21. Aus den vorstehenden Gründen kann letztlich dahingestellt bleiben, ob der Schiffsarzt hier richtig behandelt hat oder nicht. Im übrigen sei auf folgendes hingewiesen: Ärztliche Diagnosen können nicht immer sicher sein. Die Diagnosemöglichkeiten an Bord sind naturgemäß begrenzt. Bei den vorhandenen Symptomen lag die gestellte Diagnose durchaus nahe. Der Arzt muß aber vorsichtshalber immer den sichersten Weg gehen. Es gilt daher der Grundsatz: Besser einmal eine überflüssige Einweisung in das Krankenhaus angeordnet als eine zu wenig. Es wäre jedenfalls fast ein Skandal geworden, wenn der Arzt die Beschwerden der Klägerin abgetan hätte und sich dann wirklich herausgestellt hätte, daß ein Befund vorgelegen hätte.
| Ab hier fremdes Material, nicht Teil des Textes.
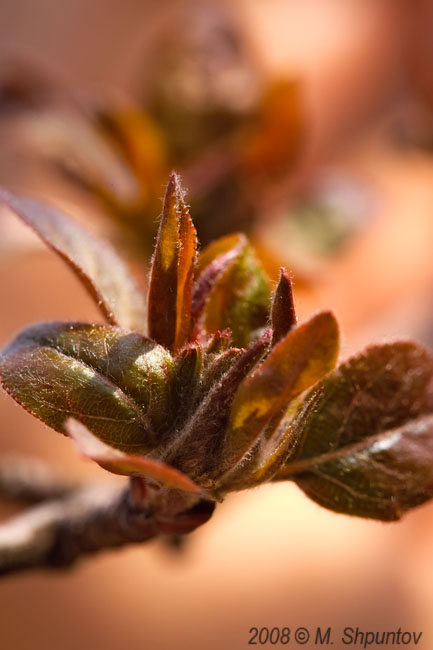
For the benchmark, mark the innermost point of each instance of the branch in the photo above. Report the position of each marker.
(56, 533)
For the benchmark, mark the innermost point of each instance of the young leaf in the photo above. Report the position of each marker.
(96, 264)
(114, 382)
(366, 448)
(171, 276)
(283, 315)
(297, 362)
(213, 271)
(197, 450)
(118, 462)
(238, 291)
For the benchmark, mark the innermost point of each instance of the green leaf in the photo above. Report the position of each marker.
(118, 462)
(365, 445)
(197, 450)
(114, 382)
(238, 292)
(283, 315)
(171, 275)
(297, 362)
(95, 263)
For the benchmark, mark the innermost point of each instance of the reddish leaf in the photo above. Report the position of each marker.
(197, 449)
(297, 362)
(118, 462)
(95, 263)
(283, 315)
(115, 382)
(170, 286)
(232, 290)
(366, 447)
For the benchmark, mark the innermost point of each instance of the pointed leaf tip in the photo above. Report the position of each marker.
(94, 262)
(283, 315)
(232, 290)
(118, 462)
(297, 362)
(171, 275)
(366, 448)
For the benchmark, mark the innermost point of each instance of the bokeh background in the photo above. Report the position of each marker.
(348, 207)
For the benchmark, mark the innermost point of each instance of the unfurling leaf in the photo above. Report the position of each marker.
(198, 449)
(283, 315)
(96, 264)
(114, 382)
(365, 448)
(297, 362)
(237, 295)
(118, 462)
(171, 276)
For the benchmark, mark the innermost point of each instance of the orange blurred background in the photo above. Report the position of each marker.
(269, 557)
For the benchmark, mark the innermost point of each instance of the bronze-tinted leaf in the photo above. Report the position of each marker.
(95, 263)
(366, 448)
(283, 315)
(238, 293)
(114, 382)
(171, 276)
(213, 271)
(297, 362)
(197, 450)
(118, 462)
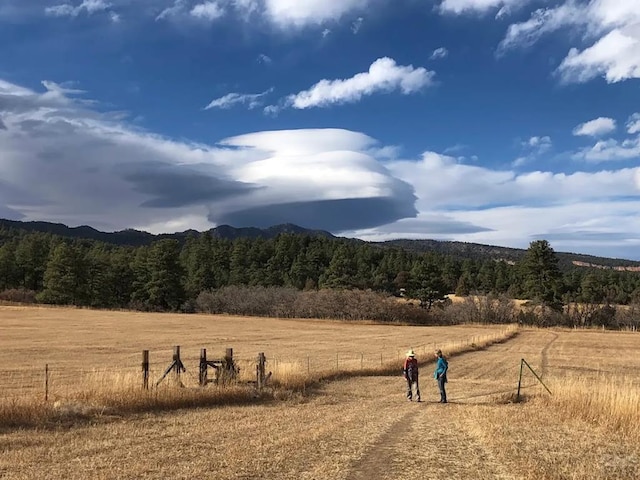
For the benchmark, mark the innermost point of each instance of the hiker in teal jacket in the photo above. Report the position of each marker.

22. Allerdings kommen der Beklagten im Zusammenhang mit Schiffsärzten durchaus auch Pflichten zu. Der Arzt muß selbstverständlich überwacht werden. Wenn sich merkwürdige Vorkommnisse häufen, muß die Beklagte aktiv werden. Es ist aber vorliegend nichts dafür ersichtlich, daß der Schiffsarzt in besonderer Weise verdächtig auffällig geworden ist.

23. Desgleichen muß die Beklagte den Schiffsarzt nachvollziehbar auswählen. Es muß jedenfalls sichergestellt werden, daß keine völlig inkompetente Person diese Aufgabe versieht. Diese Verpflichtungen der Beklagten ergeben sich als Nebenpflicht aus dem Reisevertrag. Aufgrund der von der Beklagten noch vorgelegten Unterlagen vermag das Gericht aber nicht davon auszugehen, daß hier eine inkompetente Person ausgewählt worden ist. Der Arzt ist in der seinerzeitigen Sowjetunion examiniert worden. Er ist offensichtlich schon einige Zeit als Schiffsarzt tätig. Seine Tätigkeiten wurden bisher nicht beanstandet. Dies ist ausreichend. Es handelt sich jedenfalls nicht, wie die Klägerin behauptet hat, um einen Orthopäden. Das Reiseunternehmen ist insbesondere nicht verpflichtet, im Ausland einen deutschen Standard vorzuhalten oder gar deutsche Ärzte zu beschäftigen (OLG Celle NJW-RR 2004, 562). Im übrigen ist anzumerken, daß es auch in Deutschland schlechte Ärzte gibt.

24. Allein in der Tatsache, daß der Arzt möglicherweise weder deutsch noch englisch gesprochen hat, kann ein Auswahlverschulden noch nicht gesehen werden. Der Reisende kann nicht mehr verlangen, als die örtlichen Verhältnisse hergeben (OLG Düsseldorf NJW-RR 1991 825, 826). Auch bleibt im hier zu beurteilenden Zusammenhang völlig offen, ob sich dann an seiner Diagnose etwas geändert hätte. Aufgrund der geschilderten Symptome lag im übrigen die Vermutung nahe, daß die Klägerin möglicherweise Herzprobleme gehabt haben könnte. Außerdem dürfte es auch auf einem Schiff Wörterbücher geben. Schließlich legt der in englischer Sprache verfaßte Arztbericht (Anlage K 1, Bl. 4) es nahe, daß der Arzt wohl zumindestens Englisch konnte.

25. Alles in allem muß daher festgehalten werden, daß der gesamte Verlauf der Angelegenheit ausgesprochen bedauerlich ist, die Klägerin daraus jedoch keine Haftung der Beklagten herleiten kann. Eine grundsätzliche Haftung der Beklagten für den Arzt kommt nicht in Betracht und von einem Auswahlfehler kann nicht ausgegangen werden.

26. Darüber hinaus vermutet das Gericht, daß die Maßnahmen des Schiffsarztes wohl auch sachgerecht waren. Die Klägerin selbst hat von Panikattacken mit Atemnot und Stechen in der Brust gesprochen. Diese Umstände stellen – wie allgemein bekannt ist – klassische Symptome eines Herzinfarktes dar. Wie aus dem Doctors’s Report (Anlage K 1, Bl. 4) ersichtlich ist, hat der Arzt auch das entsprechende Spray unter die Zunge gespritzt. Auch dies ist, wenn sonst nichts zur Verfügung steht, das klassische „Erstmittel“.

27. Die Kosten des Rechtsstreites waren der Klägerin aufzuerlegen, da sie im Prozeß unterlegen war (§ 91 I 1 ZPO).

28. Die Entscheidung zur vorläufigen Vollstreckbarkeit ergibt sich aus den §§ 708 Nr. 11, 711 ZPO.

29. Der Streitwert beträgt 3.000,– Euro.